The Securities and Exchange Board of India (SEBI) will soon come up with further circulars on specific investment strategies that the 'New Asset Class' or 'Specialized Investment Fund' (SIF) can offer to its clients, said people in the know.
These strategies, among others, would include the ones mentioned in the consultation paper like inverse ETF and long-short ones, the people added.
“We need to also finalise on what exposure to derivatives it will have. Once the strategies are out, the mutual fund industry can decide what strategies to adopt,” said a person with direct knowledge of the matter.
Also read: Explainer | Specialised investment fund: How this new asset class will work and help investors
This assumes significance as the PMS and AIF industry players are waiting further clarity on the granular details related to the structure of the product in order to decide if they really want to opt for a mutual license to offer the product.
Last year when SEBI mooted the idea of SIF via a consultation paper there was much chatter amongst the PMS and AIF players. It was, however, because they felt left out as the regulator only wanted to allow mutual funds to offer the product. However, the final regulations, which came out in December, made it clear that PMSes and AIFs can offer SIF but only after obtaining a mutual fund licence.
Incidentally, PMS and AIF players are no more gung-ho about offering the product as they believe that the rules are unclear in terms of the investment strategies and approach.
As a result, aside from the tax advantages that mutual funds provide, which will also apply to the SIF, there appears to be no significant benefits for PMS and AIF managers to work towards obtaining a mutual fund licence, AIF and PMs players told Moneycontrol.
The uncertainty rises from the initial consultation paper, which suggested that strategies such as long-short, inverse ETFs, and derivatives could be employed by mutual funds that will eventually be offered by SIFs. However, the circular lacks clarity on whether these strategies can be applied to the new asset class.
Sushant Bhansali, chief executive officer of Ambit Asset Management said that the final regulations for SIF have reduced flexibility in equity portfolio concentration by lowering the maximum investment in a single company to 10 percent of the portfolio. This change, he explained, while better from a risk management perspective for investors is likely to impact alpha generation.
As per the new regulations, no strategy under the SIF can invest more than 10 percent of its NAV in the equity shares of a single company. Earlier the consultation paper had said a SIF can invest 15 percent of its NAV in equity shares of a single company.
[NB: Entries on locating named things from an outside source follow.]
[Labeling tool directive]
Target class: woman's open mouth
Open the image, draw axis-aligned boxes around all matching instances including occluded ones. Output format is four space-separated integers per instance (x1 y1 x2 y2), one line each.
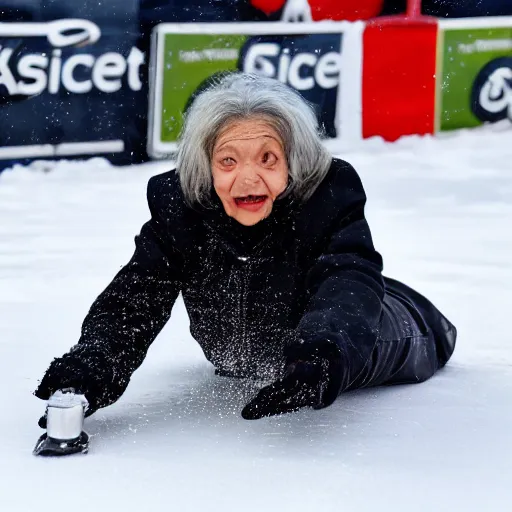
235 195 268 212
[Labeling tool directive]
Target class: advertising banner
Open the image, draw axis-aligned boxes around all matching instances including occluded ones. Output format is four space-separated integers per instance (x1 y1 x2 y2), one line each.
0 19 147 165
436 17 512 131
148 22 364 158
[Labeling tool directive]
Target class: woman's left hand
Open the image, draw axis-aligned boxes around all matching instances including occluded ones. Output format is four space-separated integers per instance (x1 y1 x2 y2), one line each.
242 360 326 420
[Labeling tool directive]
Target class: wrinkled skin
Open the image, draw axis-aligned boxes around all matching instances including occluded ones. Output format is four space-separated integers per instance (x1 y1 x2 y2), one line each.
211 118 288 226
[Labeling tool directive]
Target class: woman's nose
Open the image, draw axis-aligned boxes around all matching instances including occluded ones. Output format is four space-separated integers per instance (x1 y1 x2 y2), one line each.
239 166 260 185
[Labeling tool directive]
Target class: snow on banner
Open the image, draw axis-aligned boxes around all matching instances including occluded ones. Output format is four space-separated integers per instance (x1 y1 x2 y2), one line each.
148 22 364 158
436 17 512 131
0 19 146 161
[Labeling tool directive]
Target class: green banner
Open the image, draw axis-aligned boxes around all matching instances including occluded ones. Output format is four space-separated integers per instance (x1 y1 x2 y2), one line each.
160 34 247 142
437 25 512 130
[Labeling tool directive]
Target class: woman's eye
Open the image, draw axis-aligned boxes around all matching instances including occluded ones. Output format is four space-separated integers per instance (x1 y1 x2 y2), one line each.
262 151 277 165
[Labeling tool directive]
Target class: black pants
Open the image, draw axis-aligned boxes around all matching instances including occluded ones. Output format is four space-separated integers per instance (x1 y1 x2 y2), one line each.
348 277 457 389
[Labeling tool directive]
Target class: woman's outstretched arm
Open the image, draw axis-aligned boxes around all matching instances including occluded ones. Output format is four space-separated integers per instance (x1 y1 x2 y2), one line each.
292 163 384 405
34 178 182 414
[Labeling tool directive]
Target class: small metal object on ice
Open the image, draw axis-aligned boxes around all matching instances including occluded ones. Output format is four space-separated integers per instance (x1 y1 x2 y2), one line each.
34 391 89 455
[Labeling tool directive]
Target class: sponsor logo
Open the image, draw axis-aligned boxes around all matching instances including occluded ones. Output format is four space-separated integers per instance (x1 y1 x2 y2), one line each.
457 39 512 54
243 43 341 91
179 48 239 62
471 57 512 122
0 19 145 96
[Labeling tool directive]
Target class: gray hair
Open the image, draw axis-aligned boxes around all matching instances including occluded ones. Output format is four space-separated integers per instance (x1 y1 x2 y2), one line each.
177 73 332 205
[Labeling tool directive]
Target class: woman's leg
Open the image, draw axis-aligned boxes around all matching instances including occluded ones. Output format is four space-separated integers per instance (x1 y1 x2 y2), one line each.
349 278 457 389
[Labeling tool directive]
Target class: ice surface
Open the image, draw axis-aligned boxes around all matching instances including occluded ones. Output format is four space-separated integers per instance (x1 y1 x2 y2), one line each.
0 125 512 512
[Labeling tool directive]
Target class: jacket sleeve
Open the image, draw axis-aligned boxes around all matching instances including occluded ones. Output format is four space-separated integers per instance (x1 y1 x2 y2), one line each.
35 178 182 412
291 163 384 406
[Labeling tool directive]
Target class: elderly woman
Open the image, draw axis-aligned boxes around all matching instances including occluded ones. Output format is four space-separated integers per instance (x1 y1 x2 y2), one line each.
35 73 456 419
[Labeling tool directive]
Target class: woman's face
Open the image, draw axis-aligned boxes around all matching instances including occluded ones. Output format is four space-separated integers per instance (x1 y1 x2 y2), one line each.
212 118 288 226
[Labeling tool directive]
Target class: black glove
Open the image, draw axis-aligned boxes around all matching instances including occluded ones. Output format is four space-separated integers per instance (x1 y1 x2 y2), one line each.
242 359 328 420
242 339 343 420
34 353 112 428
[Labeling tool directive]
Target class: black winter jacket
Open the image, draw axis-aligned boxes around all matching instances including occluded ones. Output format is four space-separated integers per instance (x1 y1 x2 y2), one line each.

The SEBI board, in December last year, approved the concept of SIF with a minimum ticket size of Rs 10 lakh. SIFs were introduced as a product between a mutual fund and a PMS and can offer higher risk and flexible products as compared to mutual funds.
The body for PMS, Association of Portfolio Managers (APMI) has sent a formal recommendation to the market regulator after the final regulations were out for SIF, sources said.
“SIFs by nature require a high trust structure and PMSes inherently do not have the level of trust like a mutual fund. So instead of completely making the segment inaccessible to the PMS players, the regulator can increase the threshold in terms of regulations for PMS players,” an APMI official said.
Sources further said that after the consultation paper was out, the body for AIFs, Indian Venture and Alternate Capital Association (IVCA) had sent suggestions to the capital market watchdog saying that a separate licence should be given to Category III AIF managers to operate the SIF. However, the regulator turned down this demand saying it was more comfortable operating the SIF under a mutual fund umbrella.
The tax advantage
The SIF would be taxed lower as compared to Category III AIFs as the products would be launched by mutual funds, which enjoy the benefits of a pass-through status – the income is taxed in the hands of the investor and the fund does not have to pay any tax.
In the case of an equity mutual fund, the investor will have to pay a tax on the capital gains, which is 12.5 percent for long-term and 20 percent for short-term. In the case of a Category 3 AIF, however, the tax is paid at the fund level, which could be as high as nearly 40 percent.